Help young people learn from the best
Like all Scottish rugby fans as a youngster I daydreamed of sitting in Murrayfield dressing room, listening to the coach’s team talk before bursting onto the pitch to do battle in the dark blue. Last Friday, along with a graduating class of Modern Apprentices, I got as close as I ever will to that experience. Handing out the scrolls, Scotland coach Andy Robinson used the experience, and motivational prowess, gained during a long career with Bath, England and the British Lions to impart some wisdom to this year’s batch of successful Scottish Rugby community coach apprentices.
In a truly inspirational speech he drew on the lessons learned from his own career – he worked as a teacher when the game was still amateur – to advise the next generation. It really was powerful stuff and showed how a set of core skills can be transferred and built upon throughout a career. This advice touches on the core strength of the Modern Apprenticeship scheme. Scottish Rugby are using the same qualifications as those who may be training, for example, in telecoms or plumbing –but the essential skills needed are the same.
For a rugby coach it is about being part of a programme that has extended rugby development to approximately 400 primary schools and 100 secondary schools across in the past year rather increasing the bottom line. But whatever the organization is it’s the same result – another person with a solid qualification and a set of skills they can call upon for the rest of their careers.
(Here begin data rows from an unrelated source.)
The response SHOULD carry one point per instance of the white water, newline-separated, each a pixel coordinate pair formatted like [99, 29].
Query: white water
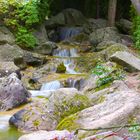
[54, 85]
[68, 32]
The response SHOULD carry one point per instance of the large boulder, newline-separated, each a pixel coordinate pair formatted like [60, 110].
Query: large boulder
[116, 106]
[130, 62]
[97, 23]
[6, 36]
[69, 16]
[12, 93]
[105, 34]
[6, 68]
[9, 52]
[46, 48]
[45, 114]
[46, 135]
[30, 59]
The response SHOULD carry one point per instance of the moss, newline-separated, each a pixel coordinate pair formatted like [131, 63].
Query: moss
[36, 123]
[68, 123]
[102, 87]
[61, 68]
[101, 99]
[77, 103]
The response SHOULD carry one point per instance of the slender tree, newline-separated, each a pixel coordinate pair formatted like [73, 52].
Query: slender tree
[97, 9]
[136, 4]
[112, 12]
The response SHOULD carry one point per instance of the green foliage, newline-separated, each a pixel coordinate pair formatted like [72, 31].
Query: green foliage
[135, 130]
[21, 17]
[25, 38]
[61, 68]
[107, 73]
[136, 27]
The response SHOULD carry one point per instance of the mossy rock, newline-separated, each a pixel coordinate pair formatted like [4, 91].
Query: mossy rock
[61, 68]
[68, 123]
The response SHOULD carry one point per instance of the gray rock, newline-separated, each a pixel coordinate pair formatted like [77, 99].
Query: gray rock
[46, 48]
[97, 23]
[130, 62]
[45, 114]
[46, 135]
[6, 36]
[30, 59]
[114, 108]
[110, 50]
[9, 52]
[6, 68]
[127, 40]
[104, 45]
[12, 93]
[105, 34]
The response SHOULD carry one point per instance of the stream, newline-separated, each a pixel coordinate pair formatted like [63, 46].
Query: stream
[63, 56]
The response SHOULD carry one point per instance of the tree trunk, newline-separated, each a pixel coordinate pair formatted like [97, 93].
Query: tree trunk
[97, 9]
[112, 12]
[136, 4]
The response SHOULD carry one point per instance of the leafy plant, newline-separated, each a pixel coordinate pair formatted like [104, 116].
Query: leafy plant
[107, 73]
[135, 130]
[22, 16]
[25, 38]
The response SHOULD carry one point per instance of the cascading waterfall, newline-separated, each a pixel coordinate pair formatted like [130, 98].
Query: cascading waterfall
[68, 32]
[54, 85]
[46, 89]
[66, 57]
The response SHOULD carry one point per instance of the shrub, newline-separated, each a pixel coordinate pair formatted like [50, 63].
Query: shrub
[61, 68]
[22, 16]
[24, 38]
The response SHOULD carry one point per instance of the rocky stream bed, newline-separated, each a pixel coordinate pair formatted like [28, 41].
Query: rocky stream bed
[53, 91]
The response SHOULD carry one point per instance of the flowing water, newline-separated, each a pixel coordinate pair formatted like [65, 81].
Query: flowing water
[63, 56]
[68, 32]
[8, 132]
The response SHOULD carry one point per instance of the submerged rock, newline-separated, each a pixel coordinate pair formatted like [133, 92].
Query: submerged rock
[30, 59]
[12, 93]
[130, 62]
[48, 135]
[46, 48]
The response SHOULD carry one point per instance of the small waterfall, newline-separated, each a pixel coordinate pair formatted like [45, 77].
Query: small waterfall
[54, 85]
[46, 89]
[74, 83]
[66, 57]
[68, 32]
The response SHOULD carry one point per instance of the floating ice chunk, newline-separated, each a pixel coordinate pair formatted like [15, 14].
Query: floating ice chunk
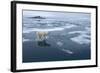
[59, 43]
[81, 39]
[25, 40]
[80, 32]
[48, 29]
[67, 51]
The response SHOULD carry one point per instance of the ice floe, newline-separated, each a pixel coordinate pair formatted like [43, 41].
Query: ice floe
[28, 30]
[67, 51]
[59, 43]
[81, 39]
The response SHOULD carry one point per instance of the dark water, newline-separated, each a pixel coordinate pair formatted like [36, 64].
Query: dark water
[71, 43]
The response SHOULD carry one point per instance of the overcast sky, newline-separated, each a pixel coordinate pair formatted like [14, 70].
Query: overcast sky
[55, 14]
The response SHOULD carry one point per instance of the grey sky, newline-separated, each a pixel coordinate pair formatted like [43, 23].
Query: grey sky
[31, 13]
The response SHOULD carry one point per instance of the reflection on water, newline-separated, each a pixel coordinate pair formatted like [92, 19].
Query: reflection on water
[56, 38]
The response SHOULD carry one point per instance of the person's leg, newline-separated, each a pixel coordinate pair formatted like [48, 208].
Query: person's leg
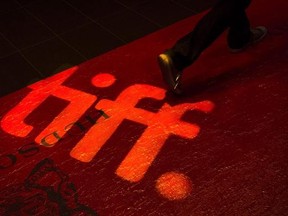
[225, 14]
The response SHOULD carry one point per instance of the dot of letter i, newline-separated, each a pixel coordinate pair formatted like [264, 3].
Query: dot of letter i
[172, 185]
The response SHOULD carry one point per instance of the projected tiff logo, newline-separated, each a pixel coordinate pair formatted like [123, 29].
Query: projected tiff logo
[136, 163]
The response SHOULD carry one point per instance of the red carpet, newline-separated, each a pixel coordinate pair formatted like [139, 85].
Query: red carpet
[113, 143]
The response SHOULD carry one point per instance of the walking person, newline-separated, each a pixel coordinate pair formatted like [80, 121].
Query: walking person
[226, 14]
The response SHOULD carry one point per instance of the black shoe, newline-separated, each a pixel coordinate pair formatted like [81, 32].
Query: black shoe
[257, 34]
[170, 73]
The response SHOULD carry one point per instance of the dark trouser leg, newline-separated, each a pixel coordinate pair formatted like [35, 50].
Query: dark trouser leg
[225, 14]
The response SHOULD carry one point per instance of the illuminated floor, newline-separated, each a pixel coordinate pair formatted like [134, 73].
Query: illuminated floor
[115, 143]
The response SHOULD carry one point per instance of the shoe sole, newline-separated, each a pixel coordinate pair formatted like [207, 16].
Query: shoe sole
[165, 63]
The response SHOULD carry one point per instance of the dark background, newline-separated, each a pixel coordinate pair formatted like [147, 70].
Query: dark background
[39, 38]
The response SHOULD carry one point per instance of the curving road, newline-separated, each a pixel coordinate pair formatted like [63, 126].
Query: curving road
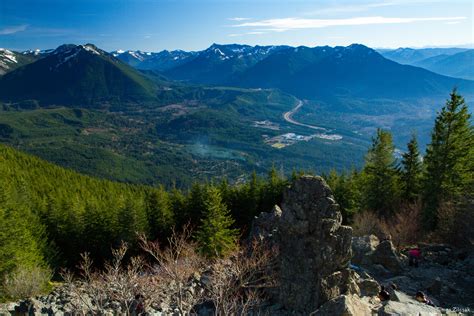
[288, 116]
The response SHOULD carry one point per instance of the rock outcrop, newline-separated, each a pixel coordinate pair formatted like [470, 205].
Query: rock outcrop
[386, 255]
[315, 249]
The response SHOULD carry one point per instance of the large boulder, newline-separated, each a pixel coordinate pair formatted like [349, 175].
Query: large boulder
[386, 255]
[362, 248]
[347, 305]
[408, 308]
[315, 249]
[265, 226]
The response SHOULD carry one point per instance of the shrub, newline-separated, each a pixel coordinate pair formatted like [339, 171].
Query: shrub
[455, 222]
[25, 282]
[403, 227]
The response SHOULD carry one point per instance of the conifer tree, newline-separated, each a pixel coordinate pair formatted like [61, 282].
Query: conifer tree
[411, 172]
[381, 187]
[159, 214]
[215, 235]
[449, 159]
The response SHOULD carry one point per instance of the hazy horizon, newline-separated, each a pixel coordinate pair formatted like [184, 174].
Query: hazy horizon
[155, 25]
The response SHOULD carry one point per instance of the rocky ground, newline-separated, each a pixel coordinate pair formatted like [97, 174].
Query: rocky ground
[322, 270]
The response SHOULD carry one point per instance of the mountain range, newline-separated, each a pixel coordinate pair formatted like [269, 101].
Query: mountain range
[84, 74]
[77, 75]
[173, 117]
[453, 62]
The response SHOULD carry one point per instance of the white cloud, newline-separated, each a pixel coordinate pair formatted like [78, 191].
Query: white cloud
[13, 29]
[237, 19]
[285, 24]
[352, 8]
[248, 33]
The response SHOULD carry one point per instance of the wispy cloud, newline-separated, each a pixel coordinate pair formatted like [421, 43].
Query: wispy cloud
[247, 33]
[13, 29]
[285, 24]
[351, 8]
[237, 19]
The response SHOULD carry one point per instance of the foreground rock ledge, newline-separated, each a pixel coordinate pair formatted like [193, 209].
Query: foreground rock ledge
[315, 249]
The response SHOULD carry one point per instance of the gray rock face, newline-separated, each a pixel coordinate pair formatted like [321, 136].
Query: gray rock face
[265, 226]
[347, 305]
[362, 247]
[386, 255]
[315, 248]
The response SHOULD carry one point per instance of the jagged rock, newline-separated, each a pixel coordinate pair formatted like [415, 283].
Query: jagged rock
[314, 248]
[347, 305]
[436, 286]
[412, 307]
[368, 287]
[265, 226]
[362, 247]
[386, 255]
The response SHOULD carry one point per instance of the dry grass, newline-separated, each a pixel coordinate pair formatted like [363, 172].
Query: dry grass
[239, 282]
[403, 228]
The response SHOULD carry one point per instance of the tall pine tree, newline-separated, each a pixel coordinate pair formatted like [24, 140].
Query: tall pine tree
[449, 159]
[215, 235]
[381, 183]
[411, 172]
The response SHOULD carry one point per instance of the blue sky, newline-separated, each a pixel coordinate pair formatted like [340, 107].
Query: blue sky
[153, 25]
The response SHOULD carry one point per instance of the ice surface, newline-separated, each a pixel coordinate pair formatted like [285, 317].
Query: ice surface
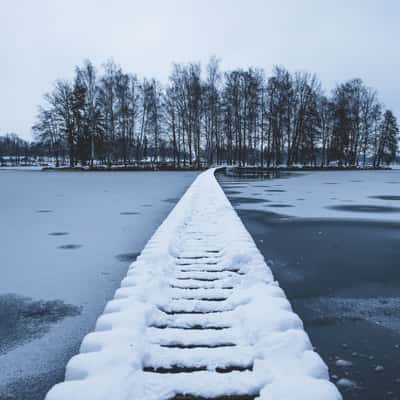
[67, 237]
[371, 195]
[260, 323]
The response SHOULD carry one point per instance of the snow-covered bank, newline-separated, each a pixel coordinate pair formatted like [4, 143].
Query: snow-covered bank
[201, 249]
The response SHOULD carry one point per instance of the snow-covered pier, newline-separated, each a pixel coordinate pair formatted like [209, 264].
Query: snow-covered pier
[198, 316]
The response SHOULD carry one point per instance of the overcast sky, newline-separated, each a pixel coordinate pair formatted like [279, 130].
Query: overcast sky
[42, 40]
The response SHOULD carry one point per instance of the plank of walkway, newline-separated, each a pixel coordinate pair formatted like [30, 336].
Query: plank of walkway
[198, 316]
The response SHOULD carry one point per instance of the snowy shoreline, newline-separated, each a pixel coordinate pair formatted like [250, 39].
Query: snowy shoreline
[262, 326]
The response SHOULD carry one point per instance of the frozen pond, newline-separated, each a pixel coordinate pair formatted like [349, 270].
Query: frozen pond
[67, 239]
[332, 240]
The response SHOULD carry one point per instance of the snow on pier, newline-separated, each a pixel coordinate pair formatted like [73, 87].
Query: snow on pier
[198, 316]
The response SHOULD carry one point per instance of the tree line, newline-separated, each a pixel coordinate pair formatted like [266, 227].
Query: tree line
[210, 117]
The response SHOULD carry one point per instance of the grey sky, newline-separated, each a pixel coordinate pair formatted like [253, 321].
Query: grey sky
[42, 40]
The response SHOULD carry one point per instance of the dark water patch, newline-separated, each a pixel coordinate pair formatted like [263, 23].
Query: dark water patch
[23, 319]
[172, 200]
[69, 246]
[34, 387]
[278, 205]
[249, 200]
[386, 197]
[327, 255]
[363, 208]
[127, 257]
[342, 278]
Last week also included a visit to a brand new scheme using an age-old method to get new graduates into work. The adopt-an-intern scheme matches recently qualified graduates with a wide range of organisations offering work placements. Operated by the Centre for Scottish Public Policy (CSPP), with financial backing from the Scottish Government, it has already placed 35 interns in just a couple of months with the aim of getting 80 in place by April next year. Although most placements are for an initial three months, the majority of internships have been extended, with several already securing full-time employment.
I made the short trip from Parliament to Leith and the new HQ of Craftscotland, a registered charity that represent craft makers and outlets across Scotland, to meet two graduates, Melanie and Rick, taking part in the programme.
I was impressed to hear how much both employers and graduates get from the scheme. With competition increasing all of the time, the scheme presents an invaluable opportunity for new talent to develop the CV that will enable them to have a shot at the best jobs.
An internship is not a new concept but what is innovative is having the public and private sector work together to make the process simple and beneficial to all involved.